The nature of this right was discussed by their lordships of the Privy Council in
Maina Bibi v.Chaudhri Vakil Ahmad . One Muinuddin died in 1890 possessed of immovable
property leaving him surviving his widow Maina Bibi, who entered into possession. In 1902
some of the heirs filed a suit to recover possession of their share of the property. The widow
pleaded that the estate was a gift to her, or alternatively that she was entitled to possession until
her dower was paid. In 1903 the trial judge made a decree for possession in favour of the
plaintiffs on condition that the plaintiffs paid a certain sum by way of dower and interest to the
widow within six months. This sum was not paid, however, and the widow remained in
possession, in 1907 Maina Bibi purported to make a gift of the whole of her property to certain
persons. The original plaintiffs challenged this gift and the Privy Council held that the widow
had no power to make a gift of the properties, and could not convey the share of the heirs to the

donees. Their lordships, in discussing the nature of a widows right of retention, said that the
possession of the property being once peaceably and lawfully acquired, the right of the widow to
retain it till her dower-debt is paid is conferred upon her by Mahomedan Law. They further said
that it is not exactly an lien, nor a mortgage, usufructuary or other. The widow who holds
possession of her husbands property until she has been paid her dower has no estate or interest
in the property as a mortgagee under an ordinary mortgage.

Thus, in essence, it is a personal right given by Muhammadan law to safeguard the position of
the widow. The Supreme Court has laid down that a Muslim widow in possession of her
deceased husbands estate in lieu of her claims for dower, whether with the consent of the heirs
or otherwise, is not entitled to priority as against his unsecured creditors. There is a conflict of
opinion whether in order to retain possession the consent, express or implied, of the husband or
his heirs is necessary. Some judges are of opinion that such consent is necessary; others, that it is
not. It is submitted with great respect, that on first principles, having regard to the nature of the
right, the consent of the husband or his heirs is immaterial. Muhammadan law casts a special
obligation on every debtor to pay his debt, and the right of the widow for her dower is a debt for
which the widow has a good safeguard. Thus, the question of consent appears to be immaterial.
The right to retention does not confer on the widow any title to the property. Her rights are
twofold: one, as heir of the deceased and two, as widow entitled to her dower and, if necessary,
to retain possession of the estate until her mahr has been paid. The right to hold possession must,
therefore, be sharply distinguished from her right as an heir. The widow, in these circumstances,
has the right to have the property administered, her just debts satisfied and her share of the
inheritance ascertained and paid. She has no right to alienate the property by sale, mortgage, gift
or otherwise, and if she attempts to do so, she loses her right of mahr.

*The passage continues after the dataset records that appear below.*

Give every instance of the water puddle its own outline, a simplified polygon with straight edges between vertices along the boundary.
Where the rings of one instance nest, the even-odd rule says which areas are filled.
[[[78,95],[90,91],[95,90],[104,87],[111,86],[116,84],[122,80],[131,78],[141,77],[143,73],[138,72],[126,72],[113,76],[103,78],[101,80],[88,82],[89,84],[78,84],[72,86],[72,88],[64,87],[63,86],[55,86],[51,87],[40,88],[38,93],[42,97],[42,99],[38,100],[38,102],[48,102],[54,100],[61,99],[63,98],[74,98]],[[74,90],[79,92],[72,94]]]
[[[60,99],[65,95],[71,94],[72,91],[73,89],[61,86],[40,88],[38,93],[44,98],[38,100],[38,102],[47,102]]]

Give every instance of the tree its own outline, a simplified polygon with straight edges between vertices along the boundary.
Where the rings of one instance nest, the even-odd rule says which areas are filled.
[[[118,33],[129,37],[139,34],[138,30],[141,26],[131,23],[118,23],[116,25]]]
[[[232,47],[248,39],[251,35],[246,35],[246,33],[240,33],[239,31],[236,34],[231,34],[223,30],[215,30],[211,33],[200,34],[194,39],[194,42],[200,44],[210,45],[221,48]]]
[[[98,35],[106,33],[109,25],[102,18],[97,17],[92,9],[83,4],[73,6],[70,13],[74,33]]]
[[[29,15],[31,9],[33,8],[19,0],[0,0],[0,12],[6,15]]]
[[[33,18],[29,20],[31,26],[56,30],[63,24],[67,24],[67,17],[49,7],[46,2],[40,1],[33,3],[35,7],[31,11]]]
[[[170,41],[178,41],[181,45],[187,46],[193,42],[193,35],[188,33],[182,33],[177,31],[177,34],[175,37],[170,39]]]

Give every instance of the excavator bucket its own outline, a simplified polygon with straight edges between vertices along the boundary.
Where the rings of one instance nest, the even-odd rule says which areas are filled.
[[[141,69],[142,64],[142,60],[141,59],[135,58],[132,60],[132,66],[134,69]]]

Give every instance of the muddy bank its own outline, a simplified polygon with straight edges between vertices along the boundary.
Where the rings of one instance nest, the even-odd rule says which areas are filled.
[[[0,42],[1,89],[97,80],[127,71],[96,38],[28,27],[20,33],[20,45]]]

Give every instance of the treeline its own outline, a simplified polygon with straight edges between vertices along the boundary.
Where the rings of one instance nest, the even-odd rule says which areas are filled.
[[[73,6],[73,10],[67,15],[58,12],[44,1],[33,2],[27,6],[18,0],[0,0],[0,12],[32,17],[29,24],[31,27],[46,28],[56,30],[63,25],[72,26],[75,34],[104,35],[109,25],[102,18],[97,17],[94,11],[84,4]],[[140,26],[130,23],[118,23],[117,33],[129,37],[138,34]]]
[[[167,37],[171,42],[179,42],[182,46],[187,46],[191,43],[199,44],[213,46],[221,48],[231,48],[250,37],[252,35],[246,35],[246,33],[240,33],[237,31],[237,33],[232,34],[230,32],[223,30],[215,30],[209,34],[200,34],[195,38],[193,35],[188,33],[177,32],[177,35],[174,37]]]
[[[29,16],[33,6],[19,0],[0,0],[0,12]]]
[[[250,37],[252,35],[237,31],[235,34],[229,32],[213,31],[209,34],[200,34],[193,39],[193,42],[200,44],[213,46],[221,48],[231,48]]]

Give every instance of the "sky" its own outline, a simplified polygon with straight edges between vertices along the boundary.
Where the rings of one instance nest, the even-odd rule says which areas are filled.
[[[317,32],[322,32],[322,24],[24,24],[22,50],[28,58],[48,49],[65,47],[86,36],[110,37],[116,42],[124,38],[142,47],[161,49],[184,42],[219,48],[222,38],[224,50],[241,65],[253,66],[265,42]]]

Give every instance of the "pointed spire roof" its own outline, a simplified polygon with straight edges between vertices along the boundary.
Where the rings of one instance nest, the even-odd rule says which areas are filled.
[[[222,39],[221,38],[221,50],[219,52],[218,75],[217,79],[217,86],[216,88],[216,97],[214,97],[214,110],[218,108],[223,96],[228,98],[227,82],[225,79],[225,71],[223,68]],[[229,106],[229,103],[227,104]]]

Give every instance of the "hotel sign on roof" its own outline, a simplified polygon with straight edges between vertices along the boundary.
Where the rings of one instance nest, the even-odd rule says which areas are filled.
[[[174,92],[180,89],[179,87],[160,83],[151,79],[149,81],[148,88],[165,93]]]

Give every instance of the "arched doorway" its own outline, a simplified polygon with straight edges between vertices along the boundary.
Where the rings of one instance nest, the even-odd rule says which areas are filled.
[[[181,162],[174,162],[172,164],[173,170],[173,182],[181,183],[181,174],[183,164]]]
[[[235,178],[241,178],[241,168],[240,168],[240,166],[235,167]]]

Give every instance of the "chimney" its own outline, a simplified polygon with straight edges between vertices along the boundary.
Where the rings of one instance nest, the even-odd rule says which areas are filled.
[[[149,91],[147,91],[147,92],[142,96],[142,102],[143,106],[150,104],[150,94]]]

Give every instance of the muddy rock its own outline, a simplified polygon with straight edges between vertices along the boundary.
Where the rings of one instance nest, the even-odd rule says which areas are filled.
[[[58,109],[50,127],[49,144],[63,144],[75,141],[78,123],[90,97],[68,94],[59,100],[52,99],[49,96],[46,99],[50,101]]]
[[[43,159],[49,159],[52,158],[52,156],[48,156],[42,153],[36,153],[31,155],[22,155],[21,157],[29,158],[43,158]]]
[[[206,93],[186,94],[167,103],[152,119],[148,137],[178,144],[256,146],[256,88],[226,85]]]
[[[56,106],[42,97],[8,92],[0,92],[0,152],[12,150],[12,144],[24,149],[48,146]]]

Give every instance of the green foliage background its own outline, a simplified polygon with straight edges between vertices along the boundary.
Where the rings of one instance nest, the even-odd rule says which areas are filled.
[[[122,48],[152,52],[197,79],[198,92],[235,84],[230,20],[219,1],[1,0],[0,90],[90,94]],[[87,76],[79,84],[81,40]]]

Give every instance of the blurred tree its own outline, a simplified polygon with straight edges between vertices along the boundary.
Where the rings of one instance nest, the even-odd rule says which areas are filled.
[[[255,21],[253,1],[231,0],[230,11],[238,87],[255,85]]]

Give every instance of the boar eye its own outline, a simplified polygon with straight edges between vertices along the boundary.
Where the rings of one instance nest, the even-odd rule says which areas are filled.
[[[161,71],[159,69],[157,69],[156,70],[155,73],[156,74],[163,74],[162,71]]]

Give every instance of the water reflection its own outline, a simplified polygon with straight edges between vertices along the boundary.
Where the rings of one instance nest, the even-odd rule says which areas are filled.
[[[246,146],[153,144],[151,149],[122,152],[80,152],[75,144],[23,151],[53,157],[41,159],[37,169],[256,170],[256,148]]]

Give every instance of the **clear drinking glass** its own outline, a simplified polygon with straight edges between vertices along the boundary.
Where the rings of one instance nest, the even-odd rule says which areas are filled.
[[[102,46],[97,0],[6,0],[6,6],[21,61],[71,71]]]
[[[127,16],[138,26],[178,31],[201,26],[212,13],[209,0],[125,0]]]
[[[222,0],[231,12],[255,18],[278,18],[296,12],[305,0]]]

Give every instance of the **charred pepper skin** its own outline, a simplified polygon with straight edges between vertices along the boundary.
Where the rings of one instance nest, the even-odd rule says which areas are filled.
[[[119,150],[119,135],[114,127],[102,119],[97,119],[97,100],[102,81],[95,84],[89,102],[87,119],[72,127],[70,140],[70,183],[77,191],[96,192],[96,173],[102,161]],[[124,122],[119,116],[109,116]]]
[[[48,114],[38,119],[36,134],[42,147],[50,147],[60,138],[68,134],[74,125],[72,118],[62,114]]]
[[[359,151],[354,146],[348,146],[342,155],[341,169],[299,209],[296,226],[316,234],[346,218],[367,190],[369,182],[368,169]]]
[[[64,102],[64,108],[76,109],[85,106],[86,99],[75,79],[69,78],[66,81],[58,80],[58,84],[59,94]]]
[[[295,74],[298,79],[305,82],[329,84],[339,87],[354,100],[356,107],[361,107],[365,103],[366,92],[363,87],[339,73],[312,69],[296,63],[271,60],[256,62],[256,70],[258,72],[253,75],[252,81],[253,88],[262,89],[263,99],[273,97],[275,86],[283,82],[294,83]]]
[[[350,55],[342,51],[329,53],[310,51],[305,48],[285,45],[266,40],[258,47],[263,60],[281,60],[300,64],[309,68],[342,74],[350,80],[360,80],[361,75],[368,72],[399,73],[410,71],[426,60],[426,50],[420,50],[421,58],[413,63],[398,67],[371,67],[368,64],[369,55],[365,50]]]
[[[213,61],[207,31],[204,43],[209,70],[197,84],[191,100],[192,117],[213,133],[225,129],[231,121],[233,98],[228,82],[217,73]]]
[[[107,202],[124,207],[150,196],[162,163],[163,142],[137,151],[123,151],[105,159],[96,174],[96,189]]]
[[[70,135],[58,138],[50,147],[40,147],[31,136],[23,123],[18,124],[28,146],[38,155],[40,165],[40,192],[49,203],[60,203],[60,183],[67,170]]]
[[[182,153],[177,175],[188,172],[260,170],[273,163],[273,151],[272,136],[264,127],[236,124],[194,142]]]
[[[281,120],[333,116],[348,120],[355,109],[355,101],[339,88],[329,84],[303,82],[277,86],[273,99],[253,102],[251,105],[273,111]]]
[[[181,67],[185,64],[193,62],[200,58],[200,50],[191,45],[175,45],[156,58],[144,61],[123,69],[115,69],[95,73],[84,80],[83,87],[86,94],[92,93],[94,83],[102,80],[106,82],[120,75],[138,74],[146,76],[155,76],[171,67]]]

There are two other major questions on which the law is still unsettled. Can the widow transfer
her right of retention? And is this right of retention heritable?
In Maina Bibi v. Chaudhri Vakil Ahmad their lordships expressed a doubt whether a widow
could transfer the dower debt or the right to retain the estate until the mahr was paid. Following
that case there has been much conflict of judiciaand transferability of this right. The Mysore and
Allahabad High Coutrs have decided that the right is both heritable and transferable; but the
Patna High Court has held that the widows is a personal right, and not a lien, and as such, it is
not transferable. Although there is a conflict of opinion, in view of Kapore Chands case, the
balance of authority seems to be in favour of the Patna view.